Весь этот вечер он писал письмо пахану. Поначалу долго спорил с собой: «Конечно, на воле без «бабок» не продышать. То ежу понятно, но если не адвокат, сколько мне ждать свободы? Пусть пошевелится Шкворень и достанет такого, который сумеет меня отсюда вынуть. Когда выйду, свое наверстаю. Сумели же стукачу найти защитника! Пусть пахан рогами пошевелит для меня. А то, гад, совсем клопа не давит…»
Влас сел к столу, взялся за письмо:
«Давно от тебя не получал вестей. Ты что там ожмурился? Чего «банан» не чешешь иль посеял, что в ходке я приморенный! И секи! Сегодня с условки отпустили стукача. На волю, совсем! Родня сняла адвоката, у которого «башня» варит. Тот такие ксивы наклепал гниде, я офонарел, в натуре! Клянусь волей, того ферта-защитника нашмонать стоит, коль сумел из пидераса-стукача изобразить нормального фраера. Тот и сам не считал себя таким. Неужель я хуже этого мудака, Дамира? Достань для меня того адвоката! Дай ему башлей из моей доли. А когда меня достанет с условки, все ему отдай. Дошло? Ну нет больше сил! В глуши этой вовсе одичаю! Скоро шерстью обрасту! Иль у тебя в «малине» до хрена кентов тусуется, что про меня мозги просрал? Легко ли мне канать здесь, под боком у лягавого? Да не бухти! Все заметано! Смываясь, урою его! Это как два пальца! А пока пошустри для меня. Выйду – отбашляю! Клянусь волей…»

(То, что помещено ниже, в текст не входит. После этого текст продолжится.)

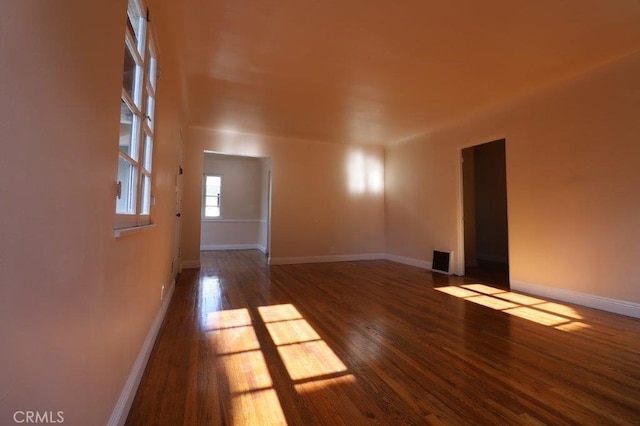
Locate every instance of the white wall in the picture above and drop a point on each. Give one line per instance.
(76, 304)
(323, 195)
(240, 223)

Влас отправил письмо в посылке с рыбой, чтобы докучливая цензура не пронюхала о содержании. Узнал от Сашки, что посылку его мать обшила материей, как сам Влас просил, и тут же не мешкая отправил ее по адресу.
Условник знал, что в самом лучшем случае ответ получит не раньше чем через месяц или полтора. Меченый понимал, что Шкворень не искал ему адвоката за свои кровные. Да и долю Власа из кубышки не мог тронуть без согласия. «Теперь освободил клешни. Ну, попробуй не нашмонай! Возникну – самого урою! На зону грев совсем жидкий посылал. Зажался паскуда? Сам на воле! А кого подставил? Лягавого! Тот ни хрена не волокет, как оказался за запреткой, и никто ему не расколется. Так и откинется, не врубившись, а мне опаскудело ему мозги мылить. Прикончу мусорягу за себя! За свое! А то он блеет про жестокость друга, который подсадил его в тюрягу! Тот кент не одного свалил. И дело не в причине. Бабки помогли, не устоял. А кто друг? Он на то и есть, чтобы продать тебя подороже! Не продают лишь фартовые своих кентов, потому что жизнью и смертью связаны. Такое ничто не порвет. А фраерам до этого не допереть. Ведь мусорило всерьез верит, что я его в нашу «малину» клею! Эх, лопух! Да кому ты там сдался? Кто тебя в хазу живьем поведет, покажет кентам? Они ж враз любого лягавого уроют. Без схода, на своей разборке. Тем более тебя! Куда там до фартовых? Стремачи в клочья пустят. У них к тебе свои счеты. Что толку выйти с условки на волю лягашу, за которым «хвост» пойдет тут же! Замокрят в первой подворотне, перднуть не успеешь. А на долгожданной воле и ночи не проспишь. Покуда канал в ментах, на казенных колесах мотался. Пушку имел. А теперь? Шпана клешнями раздерет, едва возникнешь в городе. Уроют. Может, и не сразу. Вначале, как в ментовке, покуражатся. Не-ет, петушить побрезгуют, но «розочку» в задницу загонят. Ох, и мучительная, больная эта штука, отбитая со дна бутылка. Попробуй выдави такую из себя! Только с потрохами исколотыми, порезанными. Вместе с душой выскочит. Никто не спасет падлу!» Влас услышал, как вернулся Михаил от Лидии. Прошел к столу, в постель не спешил.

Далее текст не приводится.